Published: Oct 07, 2009 02:00 AM
Modified: Oct 05, 2009 11:47 PM
Your "Raspberry" directed at scofflaw cyclists and pedestrians missed one of its targets and perpetuated the myth that cyclists are always to blame when they get hit by cars. Perhaps an appropriate replacement for the first sentence of your raspberry should be "Raspberries to drivers, cyclists and pedestrians who cannot follow the rules, and refuse to extend common courtesy to each other."
I think if you do your research you will find that the majority of bicycle/car accidents occur because cars do not properly yield the right-of-way to cyclists. I recently learned that over the summer there were three bicycle/car collisions on UNC campus. In all three, the driver was at fault for cutting off a cyclist who had the right-of-way.
On my morning ride to work today, I had to hit the brakes to avoid a classic right-hook (a car makes a right turn, cutting off a cyclist in the bike lane) at Pittsboro Street. A few minutes after avoiding this driver's mistake, I got to the light at McCauley and Columbia, where I joined two other cyclists (two of us east-bound, one west-bound) waiting patiently with traffic to go with the light. If I take accounting like you did in your column this morning, it is only the driver of the car that "hooked" me who deserves the raspberry.

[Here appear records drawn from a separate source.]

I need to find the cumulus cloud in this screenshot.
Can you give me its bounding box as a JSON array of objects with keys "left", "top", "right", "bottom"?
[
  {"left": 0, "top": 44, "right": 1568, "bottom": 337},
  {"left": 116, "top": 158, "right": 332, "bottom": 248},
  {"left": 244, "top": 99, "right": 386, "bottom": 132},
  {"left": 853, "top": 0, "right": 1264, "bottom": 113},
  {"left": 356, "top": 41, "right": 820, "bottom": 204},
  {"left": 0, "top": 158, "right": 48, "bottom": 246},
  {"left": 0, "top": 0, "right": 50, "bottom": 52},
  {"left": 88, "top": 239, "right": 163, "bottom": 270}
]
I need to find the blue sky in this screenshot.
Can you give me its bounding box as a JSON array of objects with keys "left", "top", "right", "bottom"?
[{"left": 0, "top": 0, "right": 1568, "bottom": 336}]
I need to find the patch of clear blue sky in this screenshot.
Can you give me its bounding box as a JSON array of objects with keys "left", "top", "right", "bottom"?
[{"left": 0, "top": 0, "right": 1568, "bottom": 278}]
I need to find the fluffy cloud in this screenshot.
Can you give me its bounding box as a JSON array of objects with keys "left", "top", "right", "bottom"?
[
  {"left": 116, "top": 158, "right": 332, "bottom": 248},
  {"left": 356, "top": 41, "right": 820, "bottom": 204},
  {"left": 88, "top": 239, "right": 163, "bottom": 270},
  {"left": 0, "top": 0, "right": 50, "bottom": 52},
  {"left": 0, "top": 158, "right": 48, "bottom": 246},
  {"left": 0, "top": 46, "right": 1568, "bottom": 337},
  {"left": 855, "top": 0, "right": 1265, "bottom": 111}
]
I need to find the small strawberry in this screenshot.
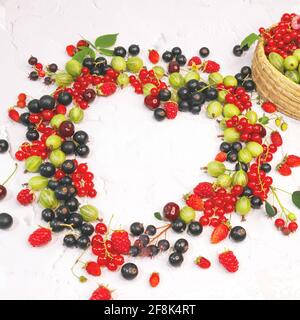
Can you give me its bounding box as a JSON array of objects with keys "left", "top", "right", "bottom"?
[
  {"left": 148, "top": 50, "right": 159, "bottom": 64},
  {"left": 196, "top": 257, "right": 211, "bottom": 269},
  {"left": 164, "top": 102, "right": 178, "bottom": 119},
  {"left": 261, "top": 101, "right": 277, "bottom": 113},
  {"left": 28, "top": 228, "right": 52, "bottom": 247},
  {"left": 210, "top": 223, "right": 230, "bottom": 243},
  {"left": 215, "top": 151, "right": 227, "bottom": 162},
  {"left": 149, "top": 272, "right": 160, "bottom": 288},
  {"left": 276, "top": 162, "right": 292, "bottom": 177},
  {"left": 85, "top": 261, "right": 101, "bottom": 277},
  {"left": 271, "top": 131, "right": 282, "bottom": 147},
  {"left": 184, "top": 194, "right": 203, "bottom": 211},
  {"left": 203, "top": 60, "right": 220, "bottom": 73},
  {"left": 194, "top": 182, "right": 215, "bottom": 198},
  {"left": 90, "top": 286, "right": 112, "bottom": 300},
  {"left": 285, "top": 154, "right": 300, "bottom": 168}
]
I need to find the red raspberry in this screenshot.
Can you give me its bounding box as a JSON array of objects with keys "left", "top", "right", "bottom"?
[
  {"left": 85, "top": 261, "right": 101, "bottom": 277},
  {"left": 90, "top": 286, "right": 112, "bottom": 300},
  {"left": 219, "top": 251, "right": 239, "bottom": 272},
  {"left": 111, "top": 230, "right": 131, "bottom": 254},
  {"left": 194, "top": 182, "right": 215, "bottom": 198},
  {"left": 164, "top": 102, "right": 178, "bottom": 119},
  {"left": 185, "top": 194, "right": 203, "bottom": 211},
  {"left": 17, "top": 189, "right": 33, "bottom": 206},
  {"left": 203, "top": 60, "right": 220, "bottom": 73},
  {"left": 97, "top": 82, "right": 117, "bottom": 97},
  {"left": 28, "top": 228, "right": 52, "bottom": 247}
]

It is easy to watch for scofflaws and then direct one's raspberries at an entire class -- particularly when you are not a member of that class. Drivers deserve their share of the blame for bicycle/car collisions. So perhaps the Department of Public Safety should give one third of their T-shirts to people behind the wheel, and the Chapel Hill News can give out another raspberry. Better yet, maybe drivers, cyclists and pedestrians could all show some respect for each other.